Landskap från ängen vid Næstved. Efter solnedgång
Olja på papper på duk 10 x 16 cm. I samtida förgylld och ornamenterad dansk ram.
Katalognumret är en av flera kända studier till Rings målning "Afton. Den gamla kvinnan och döden". Den uppgivna litteraturhänvisningen avser troligtvis en annan av dessa studier.
H. C. Christensen, "A Catalogue Raisonné of the Works of L. A. Ring", no. 100.

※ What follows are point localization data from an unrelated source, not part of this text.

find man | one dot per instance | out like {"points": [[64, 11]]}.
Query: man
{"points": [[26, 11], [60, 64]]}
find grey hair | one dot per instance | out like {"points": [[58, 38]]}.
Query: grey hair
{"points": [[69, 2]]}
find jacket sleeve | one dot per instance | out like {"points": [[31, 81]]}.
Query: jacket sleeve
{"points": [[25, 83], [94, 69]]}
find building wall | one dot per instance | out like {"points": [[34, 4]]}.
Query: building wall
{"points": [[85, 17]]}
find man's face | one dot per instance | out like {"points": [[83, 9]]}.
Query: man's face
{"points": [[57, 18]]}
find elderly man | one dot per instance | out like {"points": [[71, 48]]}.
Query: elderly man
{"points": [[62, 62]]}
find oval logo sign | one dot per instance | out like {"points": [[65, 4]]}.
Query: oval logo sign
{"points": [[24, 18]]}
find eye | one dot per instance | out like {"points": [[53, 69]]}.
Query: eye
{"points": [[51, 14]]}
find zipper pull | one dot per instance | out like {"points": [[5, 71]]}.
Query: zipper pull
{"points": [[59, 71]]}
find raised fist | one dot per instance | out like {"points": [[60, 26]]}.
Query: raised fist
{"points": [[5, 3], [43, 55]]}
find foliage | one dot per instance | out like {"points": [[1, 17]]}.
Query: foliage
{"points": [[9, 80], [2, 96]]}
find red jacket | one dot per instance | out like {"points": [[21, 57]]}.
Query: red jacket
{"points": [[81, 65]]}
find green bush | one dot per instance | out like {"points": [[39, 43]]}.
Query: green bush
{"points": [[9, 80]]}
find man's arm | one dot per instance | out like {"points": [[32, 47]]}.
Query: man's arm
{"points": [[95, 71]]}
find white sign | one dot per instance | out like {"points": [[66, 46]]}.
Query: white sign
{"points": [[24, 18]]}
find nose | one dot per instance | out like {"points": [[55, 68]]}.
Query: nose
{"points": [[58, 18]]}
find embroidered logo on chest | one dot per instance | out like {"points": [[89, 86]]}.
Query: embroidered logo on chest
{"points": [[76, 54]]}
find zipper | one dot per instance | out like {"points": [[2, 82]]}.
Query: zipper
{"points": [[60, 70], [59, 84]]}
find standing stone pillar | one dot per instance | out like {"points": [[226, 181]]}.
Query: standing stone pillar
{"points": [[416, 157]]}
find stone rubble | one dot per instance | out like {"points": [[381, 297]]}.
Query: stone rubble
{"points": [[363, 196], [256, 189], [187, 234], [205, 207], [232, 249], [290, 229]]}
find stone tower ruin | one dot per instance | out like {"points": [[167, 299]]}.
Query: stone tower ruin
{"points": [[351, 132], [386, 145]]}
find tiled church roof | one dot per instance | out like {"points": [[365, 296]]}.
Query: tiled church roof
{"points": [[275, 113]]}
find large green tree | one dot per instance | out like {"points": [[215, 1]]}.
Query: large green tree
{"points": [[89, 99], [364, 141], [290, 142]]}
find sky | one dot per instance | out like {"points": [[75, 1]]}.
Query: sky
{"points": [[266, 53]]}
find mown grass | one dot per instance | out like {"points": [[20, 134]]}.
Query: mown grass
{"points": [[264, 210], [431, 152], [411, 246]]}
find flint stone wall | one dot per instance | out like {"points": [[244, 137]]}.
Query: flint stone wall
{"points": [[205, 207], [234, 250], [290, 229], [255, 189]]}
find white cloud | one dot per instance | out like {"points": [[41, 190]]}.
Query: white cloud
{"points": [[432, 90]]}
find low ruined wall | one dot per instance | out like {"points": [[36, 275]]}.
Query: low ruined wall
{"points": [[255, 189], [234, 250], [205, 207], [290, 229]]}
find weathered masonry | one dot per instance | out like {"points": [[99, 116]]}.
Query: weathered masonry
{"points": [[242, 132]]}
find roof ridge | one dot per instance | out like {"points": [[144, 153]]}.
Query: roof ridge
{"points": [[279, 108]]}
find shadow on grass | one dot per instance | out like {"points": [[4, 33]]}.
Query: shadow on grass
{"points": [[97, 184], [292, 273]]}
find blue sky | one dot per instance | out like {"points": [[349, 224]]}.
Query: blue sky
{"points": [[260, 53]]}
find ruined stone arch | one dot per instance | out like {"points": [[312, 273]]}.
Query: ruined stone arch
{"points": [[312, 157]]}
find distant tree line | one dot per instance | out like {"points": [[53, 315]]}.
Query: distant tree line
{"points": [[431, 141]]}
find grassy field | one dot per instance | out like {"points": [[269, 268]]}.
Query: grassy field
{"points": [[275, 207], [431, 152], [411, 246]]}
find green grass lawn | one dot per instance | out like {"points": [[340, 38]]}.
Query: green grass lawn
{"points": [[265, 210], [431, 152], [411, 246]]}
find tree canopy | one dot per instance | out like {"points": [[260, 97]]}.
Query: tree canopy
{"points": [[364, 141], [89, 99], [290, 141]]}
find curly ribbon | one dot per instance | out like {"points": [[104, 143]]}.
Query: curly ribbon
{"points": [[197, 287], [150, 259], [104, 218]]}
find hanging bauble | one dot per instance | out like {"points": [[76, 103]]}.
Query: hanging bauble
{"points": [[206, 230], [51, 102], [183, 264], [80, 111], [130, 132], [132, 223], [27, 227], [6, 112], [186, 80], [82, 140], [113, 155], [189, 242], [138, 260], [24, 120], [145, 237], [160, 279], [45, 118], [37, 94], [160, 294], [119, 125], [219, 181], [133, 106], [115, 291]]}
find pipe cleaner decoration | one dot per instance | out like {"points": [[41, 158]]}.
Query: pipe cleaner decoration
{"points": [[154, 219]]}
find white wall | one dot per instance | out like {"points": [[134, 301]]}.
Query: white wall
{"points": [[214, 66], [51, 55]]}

This atmospheric study, painted in 1886 on the outskirts of Ring, the artist´s birthplace, is the first of two known plein air studies for Ring´s well-known painting ”Aften. Den gamle kone og døden” (”Evening. The old Woman and Death”), 121 x 95 cm. , also known as ”Aften” (”Evening”), which he completed in his studio in Copenhagen in 1887 (Christensen, op. cit., No. 98) (Statens Museum for Kunst, Copenhagen) (fig. 1).

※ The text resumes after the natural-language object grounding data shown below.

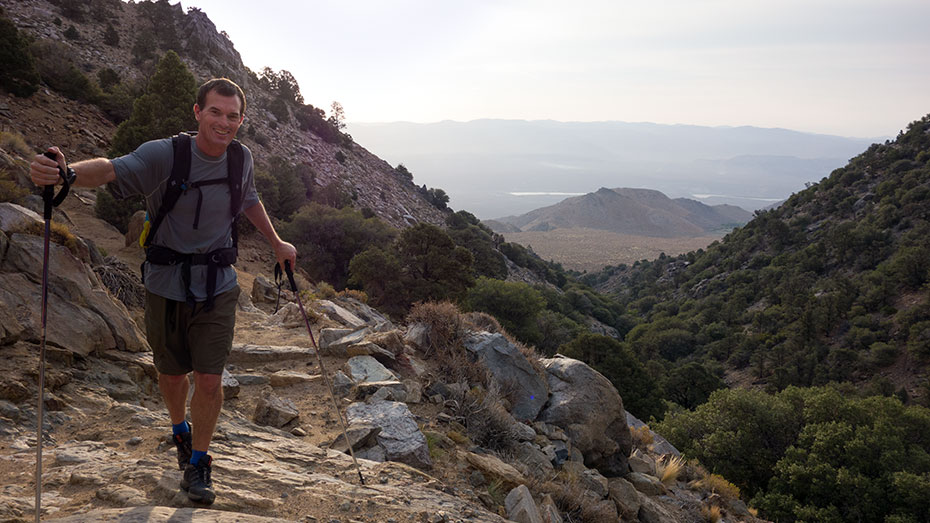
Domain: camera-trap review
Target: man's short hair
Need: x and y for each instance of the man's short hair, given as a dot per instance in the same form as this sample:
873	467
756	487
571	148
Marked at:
224	87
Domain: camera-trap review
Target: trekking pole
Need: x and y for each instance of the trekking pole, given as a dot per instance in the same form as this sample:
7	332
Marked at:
332	394
50	200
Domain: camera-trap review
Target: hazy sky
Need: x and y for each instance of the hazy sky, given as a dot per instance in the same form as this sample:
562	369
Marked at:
848	67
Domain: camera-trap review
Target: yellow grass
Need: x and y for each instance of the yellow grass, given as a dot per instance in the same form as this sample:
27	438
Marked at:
591	249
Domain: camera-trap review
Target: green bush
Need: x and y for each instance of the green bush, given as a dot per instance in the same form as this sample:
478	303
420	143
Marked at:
515	305
329	238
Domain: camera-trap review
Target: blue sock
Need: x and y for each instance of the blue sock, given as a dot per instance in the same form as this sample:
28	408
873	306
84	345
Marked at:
196	455
180	428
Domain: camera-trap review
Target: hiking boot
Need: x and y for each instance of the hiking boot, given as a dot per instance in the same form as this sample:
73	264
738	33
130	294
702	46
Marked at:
197	483
183	443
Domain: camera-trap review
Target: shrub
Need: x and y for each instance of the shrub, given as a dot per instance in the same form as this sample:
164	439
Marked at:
717	484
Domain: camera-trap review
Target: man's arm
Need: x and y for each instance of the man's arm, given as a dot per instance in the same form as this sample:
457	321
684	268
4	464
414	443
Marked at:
282	249
90	173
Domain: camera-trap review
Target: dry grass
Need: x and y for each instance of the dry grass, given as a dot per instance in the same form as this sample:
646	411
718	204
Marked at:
711	513
482	321
445	322
669	468
592	249
642	437
569	497
325	291
716	484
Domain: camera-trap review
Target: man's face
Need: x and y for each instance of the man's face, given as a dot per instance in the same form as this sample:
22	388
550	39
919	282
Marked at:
218	121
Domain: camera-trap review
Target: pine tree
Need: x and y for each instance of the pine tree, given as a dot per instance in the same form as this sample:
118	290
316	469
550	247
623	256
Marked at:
165	109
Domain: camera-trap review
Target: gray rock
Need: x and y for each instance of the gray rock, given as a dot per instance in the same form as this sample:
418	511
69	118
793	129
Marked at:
418	336
249	354
588	408
284	378
230	385
642	463
82	315
521	507
512	371
361	435
363	369
393	390
400	437
537	462
648	485
339	314
274	411
336	346
625	495
342	384
659	445
523	432
651	511
263	291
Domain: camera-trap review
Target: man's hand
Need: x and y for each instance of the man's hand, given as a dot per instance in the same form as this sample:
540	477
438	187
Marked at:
44	171
284	251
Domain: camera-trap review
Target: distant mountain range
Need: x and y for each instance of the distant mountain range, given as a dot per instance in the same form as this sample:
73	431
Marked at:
500	167
641	212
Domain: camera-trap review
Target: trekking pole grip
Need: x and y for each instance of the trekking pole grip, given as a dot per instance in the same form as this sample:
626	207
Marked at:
48	193
290	275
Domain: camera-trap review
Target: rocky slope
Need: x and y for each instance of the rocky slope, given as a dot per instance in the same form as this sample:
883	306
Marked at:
46	118
468	429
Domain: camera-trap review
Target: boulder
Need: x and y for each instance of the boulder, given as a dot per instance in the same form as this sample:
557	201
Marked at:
512	372
263	291
361	435
82	315
648	485
284	378
625	495
495	468
339	314
230	385
588	408
274	411
335	341
659	445
362	369
400	437
520	506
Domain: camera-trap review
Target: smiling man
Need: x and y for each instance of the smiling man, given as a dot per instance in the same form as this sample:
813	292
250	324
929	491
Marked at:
194	189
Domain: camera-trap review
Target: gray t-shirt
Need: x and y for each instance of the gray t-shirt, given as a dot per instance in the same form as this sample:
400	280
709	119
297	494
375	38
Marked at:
145	172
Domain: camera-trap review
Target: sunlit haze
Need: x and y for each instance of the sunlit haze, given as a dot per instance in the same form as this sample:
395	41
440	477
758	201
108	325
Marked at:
845	67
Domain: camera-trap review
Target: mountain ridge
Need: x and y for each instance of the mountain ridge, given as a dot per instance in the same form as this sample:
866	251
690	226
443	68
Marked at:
642	212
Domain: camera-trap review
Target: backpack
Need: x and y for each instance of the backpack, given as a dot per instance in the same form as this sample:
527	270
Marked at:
177	185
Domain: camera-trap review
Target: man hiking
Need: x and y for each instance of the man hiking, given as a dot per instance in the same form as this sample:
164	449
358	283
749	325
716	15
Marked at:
194	188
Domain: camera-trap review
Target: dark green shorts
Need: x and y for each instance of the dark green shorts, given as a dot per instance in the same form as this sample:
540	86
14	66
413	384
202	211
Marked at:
183	342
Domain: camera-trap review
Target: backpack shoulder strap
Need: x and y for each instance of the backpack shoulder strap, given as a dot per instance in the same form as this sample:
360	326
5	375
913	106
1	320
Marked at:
177	181
235	158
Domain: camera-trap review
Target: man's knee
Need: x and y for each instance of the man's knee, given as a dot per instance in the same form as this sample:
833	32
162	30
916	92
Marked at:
171	379
209	384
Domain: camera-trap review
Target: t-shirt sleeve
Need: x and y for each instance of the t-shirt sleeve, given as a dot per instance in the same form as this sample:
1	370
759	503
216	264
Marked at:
250	194
144	170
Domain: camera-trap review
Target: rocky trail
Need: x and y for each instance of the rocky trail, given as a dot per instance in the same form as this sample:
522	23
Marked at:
434	424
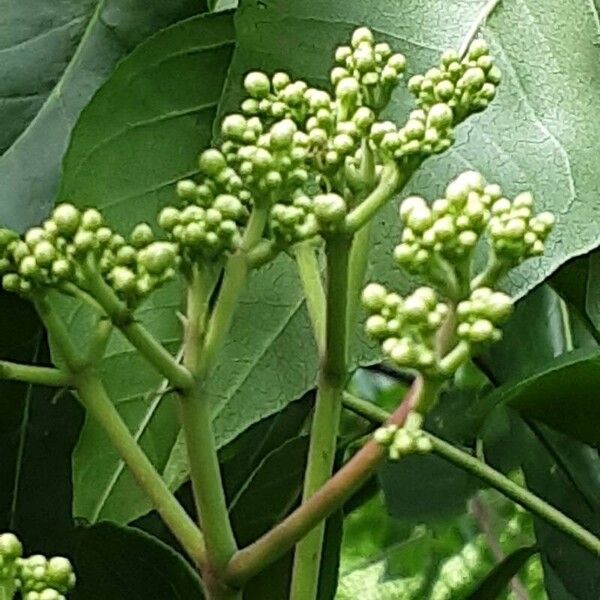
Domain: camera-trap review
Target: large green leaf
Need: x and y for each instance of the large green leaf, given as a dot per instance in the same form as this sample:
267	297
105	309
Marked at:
146	104
124	563
38	41
41	52
499	577
34	420
566	474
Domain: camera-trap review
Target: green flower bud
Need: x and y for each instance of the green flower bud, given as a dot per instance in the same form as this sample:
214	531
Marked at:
212	162
67	218
414	308
61	268
157	257
123	279
282	134
347	88
361	35
473	78
376	326
481	331
229	206
257	84
410	204
11	282
373	297
91	219
280	80
141	235
168	218
384	435
10	546
186	190
329	208
44	253
440	116
29	268
34	236
126	255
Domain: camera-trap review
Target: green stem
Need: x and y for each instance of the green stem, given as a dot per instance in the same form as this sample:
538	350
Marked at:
35	375
199	437
93	396
234	279
312	284
59	334
154	352
391	179
325	423
331	497
495	479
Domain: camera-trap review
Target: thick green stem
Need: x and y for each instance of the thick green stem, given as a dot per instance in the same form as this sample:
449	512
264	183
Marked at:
154	352
199	438
312	284
273	545
234	280
93	396
35	375
495	479
325	423
59	335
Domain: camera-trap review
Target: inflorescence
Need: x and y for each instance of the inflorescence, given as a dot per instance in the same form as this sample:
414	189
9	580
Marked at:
291	164
440	325
35	577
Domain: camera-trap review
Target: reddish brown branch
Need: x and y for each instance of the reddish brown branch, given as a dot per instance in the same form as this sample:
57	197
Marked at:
332	496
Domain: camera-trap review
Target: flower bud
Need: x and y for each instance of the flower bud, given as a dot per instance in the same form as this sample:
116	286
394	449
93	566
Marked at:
212	162
186	190
329	208
361	35
157	257
67	218
141	235
282	134
257	84
373	297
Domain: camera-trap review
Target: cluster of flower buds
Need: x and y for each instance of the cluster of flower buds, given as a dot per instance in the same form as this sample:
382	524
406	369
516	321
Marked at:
408	439
35	577
204	232
366	72
405	327
45	579
452	226
465	85
53	254
515	232
480	315
427	131
11	551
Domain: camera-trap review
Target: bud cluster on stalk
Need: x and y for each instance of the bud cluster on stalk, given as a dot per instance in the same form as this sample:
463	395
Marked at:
405	327
35	577
447	231
466	85
57	253
405	440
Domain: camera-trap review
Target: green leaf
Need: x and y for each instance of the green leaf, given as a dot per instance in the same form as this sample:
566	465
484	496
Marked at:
125	564
38	42
563	393
499	577
45	48
38	430
146	103
566	474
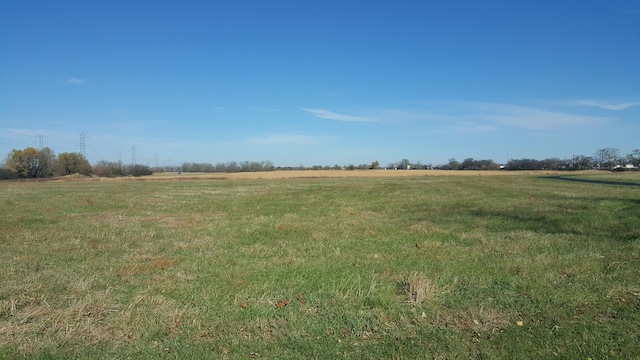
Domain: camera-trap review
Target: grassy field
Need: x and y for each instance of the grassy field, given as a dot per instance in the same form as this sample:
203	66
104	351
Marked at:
511	265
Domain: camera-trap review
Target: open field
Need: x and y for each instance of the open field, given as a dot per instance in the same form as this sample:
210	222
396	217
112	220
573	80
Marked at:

Peter Hertz, Maleren L. A. Ring, 1934 writes extensively about ”Aften” and devotes as many as seven pages to it (pp. 202-209). In his view, Ring became drawn to the subject of death as a result of his brother´s premature death in 1886. However, the subject of death was at the time prevalent amongst artists and writers, in Denmark as well as on the Continent. Already in 1859, Jean Francois Millet had painted his celebrated picture ”Death and the woodcutter”. Interestingly, this picture is in a public Danish collection, Ny Carlsberg Glyptotek, Copenhagen. In 1887 the Danish Nobel laureate Henrik Pontoppidan published his novel ”Knokkelmanden” (The Grim Reaper”) in Fra Hytterne ("From the Huts”), a story about the financial hardships of a Danish rural couple.